Ele chegou até a usar tal rejeição às suas obras messiânicas para ressaltar a
responsabilidade dos beneficiados (Jo 10.24-26; Mt 11.21).
O serviço amoroso não levará todos os beneficiados à fé
salvadora, entretanto há virtude no serviço cristão em si mesmo, ainda que
devamos fazê-lo também com o propósito último de resgatar para Cristo aqueles
aos quais estamos servindo, por sabermos do grande júbilo celestial que ocorre
quando um pecador se converte a Deus (Lc 15.7). Do mesmo modo como as obras de
Cristo não produziram a fé em todos os beneficiados, mas apenas em alguns que
creram e foram salvos, como o leproso samaritano (Lc 17.17-19) ou alguns dos
judeus que viram e ouviram a Cristo (Jo 10.26-32,37-42), assim também devemos
servir ao nosso próximo, deixando com Deus o atrair a si aqueles que ele
quiser.
O serviço cristão não deve ser interpretado nem executado
como mero assistencialismo; antes, deve servir de testemunho do amor real que
devemos expressar para com o nosso próximo como fruto e evidência sincera de
uma vida alcançada para servir aos outros. Para isso, é preciso que conheçamos
o nosso próximo, saibamos quais são as suas reais necessidades, onde mora, como
é o seu dia a dia, quais são as suas lutas particulares e os seus anseios
específicos. O auxílio espiritual que a igreja dá ao pecador, ao apresentar-lhe
a oferta de perdão e salvação que o evangelho faz, torna-se mais eloquente
quando é exercida por pessoas que já haviam demonstrado sensibilidade para
servi-lo procurando suprir as suas necessidades básicas.

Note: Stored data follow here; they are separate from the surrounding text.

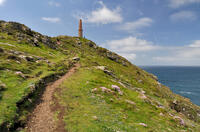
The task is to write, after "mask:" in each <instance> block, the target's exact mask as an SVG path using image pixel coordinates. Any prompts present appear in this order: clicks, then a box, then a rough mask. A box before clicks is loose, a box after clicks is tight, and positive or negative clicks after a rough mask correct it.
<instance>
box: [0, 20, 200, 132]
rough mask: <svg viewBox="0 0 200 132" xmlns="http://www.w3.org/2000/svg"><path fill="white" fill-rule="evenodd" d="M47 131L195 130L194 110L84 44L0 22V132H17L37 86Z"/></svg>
mask: <svg viewBox="0 0 200 132" xmlns="http://www.w3.org/2000/svg"><path fill="white" fill-rule="evenodd" d="M75 64H79V65H80V66H79V67H78V69H77V70H76V72H74V73H73V74H72V75H71V76H70V77H69V78H66V79H65V80H64V81H63V83H61V84H60V85H59V87H58V88H57V89H56V90H55V91H54V93H53V100H51V111H52V112H53V113H54V118H53V119H54V120H55V121H54V122H55V126H57V125H58V126H59V124H62V125H61V126H59V127H63V130H67V131H69V132H75V131H83V132H87V131H96V132H102V131H105V132H113V131H118V132H122V131H130V132H132V131H158V132H160V131H173V132H175V131H177V132H180V131H194V132H195V131H196V132H198V131H200V107H199V106H197V105H194V104H192V103H191V102H190V100H189V99H187V98H184V97H182V96H179V95H176V94H174V93H172V92H171V90H170V89H169V88H168V87H166V86H164V85H162V84H161V83H159V82H158V79H157V77H156V76H154V75H152V74H150V73H147V72H146V71H144V70H142V69H140V68H139V67H137V66H135V65H133V64H131V63H130V62H129V61H128V60H126V59H125V58H123V57H121V56H119V55H117V54H116V53H113V52H111V51H109V50H107V49H105V48H102V47H99V46H98V45H96V44H95V43H94V42H92V41H90V40H87V39H85V38H78V37H70V36H58V37H48V36H45V35H42V34H40V33H37V32H35V31H32V30H31V29H30V28H28V27H26V26H25V25H23V24H19V23H16V22H5V21H0V131H16V130H17V131H22V130H26V128H25V126H26V123H27V121H28V120H29V117H30V116H31V114H32V111H33V110H34V108H35V106H36V105H37V104H38V103H39V102H40V97H41V96H42V93H43V92H44V91H45V87H46V86H47V85H48V84H49V83H50V82H54V81H55V80H57V79H59V78H61V77H62V76H63V75H64V74H65V73H67V72H68V71H69V70H70V68H72V67H73V66H74V65H75Z"/></svg>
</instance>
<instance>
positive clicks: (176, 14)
mask: <svg viewBox="0 0 200 132" xmlns="http://www.w3.org/2000/svg"><path fill="white" fill-rule="evenodd" d="M196 18H197V15H196V13H194V12H192V11H180V12H177V13H174V14H172V15H171V16H170V19H171V20H172V21H179V20H189V21H193V20H196Z"/></svg>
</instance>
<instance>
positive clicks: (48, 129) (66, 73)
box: [26, 64, 79, 132]
mask: <svg viewBox="0 0 200 132" xmlns="http://www.w3.org/2000/svg"><path fill="white" fill-rule="evenodd" d="M78 67H79V64H76V65H75V67H73V68H72V69H70V70H69V71H68V73H66V74H65V75H64V76H62V77H61V78H60V79H59V80H57V81H55V82H54V83H52V84H49V85H48V86H47V87H46V90H45V91H44V94H43V95H42V98H41V103H40V104H38V105H37V106H36V108H35V109H34V111H33V113H32V115H31V117H30V120H29V121H28V123H27V125H26V131H27V132H55V129H56V127H57V126H56V124H55V122H54V113H53V112H52V110H51V108H50V107H51V103H52V102H53V94H54V92H55V90H56V89H57V88H58V87H59V85H60V84H61V83H62V82H63V81H64V80H65V79H66V78H68V77H69V76H71V75H72V74H73V73H74V72H75V71H76V69H77V68H78Z"/></svg>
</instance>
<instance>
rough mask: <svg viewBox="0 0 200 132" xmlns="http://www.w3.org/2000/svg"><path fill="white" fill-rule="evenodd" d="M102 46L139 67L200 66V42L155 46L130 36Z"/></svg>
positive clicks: (198, 41) (112, 40) (151, 44)
mask: <svg viewBox="0 0 200 132" xmlns="http://www.w3.org/2000/svg"><path fill="white" fill-rule="evenodd" d="M104 46H105V47H106V48H108V49H110V50H112V51H114V52H116V53H118V54H119V55H121V56H123V57H125V58H127V59H128V60H129V61H131V62H134V63H136V64H139V65H200V40H196V41H194V42H193V43H191V44H188V45H185V46H157V45H155V44H154V43H152V42H150V41H147V40H143V39H138V38H136V37H132V36H130V37H126V38H123V39H120V40H111V41H108V42H107V43H106V45H104Z"/></svg>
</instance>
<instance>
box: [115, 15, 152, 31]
mask: <svg viewBox="0 0 200 132" xmlns="http://www.w3.org/2000/svg"><path fill="white" fill-rule="evenodd" d="M152 23H153V20H152V19H151V18H148V17H143V18H140V19H138V20H136V21H133V22H127V23H125V24H123V25H121V26H120V27H119V29H120V30H125V31H135V30H137V29H141V28H144V27H149V26H151V24H152Z"/></svg>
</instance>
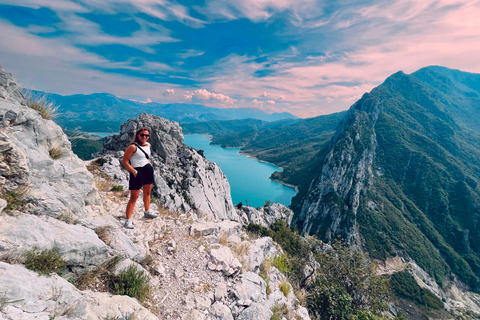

O primeiro passo em direção a esse serviço é estabelecer
contato com as pessoas, pois como podemos servir alguém a quem não conhecemos,
visto que o serviço cristão não é mero assistencialismo? Por isso mesmo, não é
razoável que o serviço cristão seja realizado impessoalmente; é preciso que nos
envolvamos com aqueles aos quais vamos demonstrar o amor de Deus. Cristo fez
assim ao assumir a nossa humanidade e ao viver entre nós, como um de nós, numa
aproximação verdadeira de serviço (Fp 2.6-8). Ele chegou ao ponto de entregar a
sua própria vida por nós, o que é a única esperança para a salvação dos
pecadores, pois a entrega de Cristo foi o sacrifício único e perfeito,
oferecido a Deus para nos conduzir ao Pai (1Pe 3.18). Precisamos estar
preparados para essa aproximação, visto que haveremos de deparar com situações
difíceis. Nos grandes centros urbanos do nosso país, as áreas de maior carência
estrutural, como as favelas, também são as de maior desestruturação social. São
lugares onde as pessoas convivem muito perto com a absoluta falta de uma condição
mínima para se viver uma vida digna. Estamos preparados para servir ao próximo
necessitado do nosso amor? Estamos prontos para conhecer pessoalmente a sua
vida com todas as suas necessidades? Seremos capazes de lhes falar sobre um
Deus de amor e justiça, enquanto eles vivem em circunstâncias tão adversas?
Estamos preparados para isso?
Conclusão
Os grandes centros urbanos, além de serem polos de atração
para muita gente carente de renda para manter dignamente a sua família, também
é palco por onde desfilam muitas pessoas que precisam de voluntários de uma
expressão concreta de misericórdia. Elas necessitam de um pouco de atenção e
empenho por parte de parte de alguém que as ajudem a se desenvolver nesta vida
e a resgatar a sua dignidade humana, restaurando nelas a imagem de Deus
maculada pelo pecado. O modelo desafiador que a Palavra de Deus nos apresenta
não é apenas importante estrategicamente, mas é coerente tanto com o exemplo de
Cristo quanto com a vocação que ele nos deu.
Aplicação
Conheça as pessoas que vivem próximas de você e saiba quais
são as suas necessidades reais. Pense em como auxiliá-las, não apenas lhes
prestando socorro, mas ajudando-as a superar as suas carências. Elabore um
projeto viável para que sua igreja leve simultaneamente o evangelho e auxílio
de forma a suprir as necessidades mais básicas das pessoas carentes. Você está
pronto para ser um instrumento para aliviar o sofrimento delas?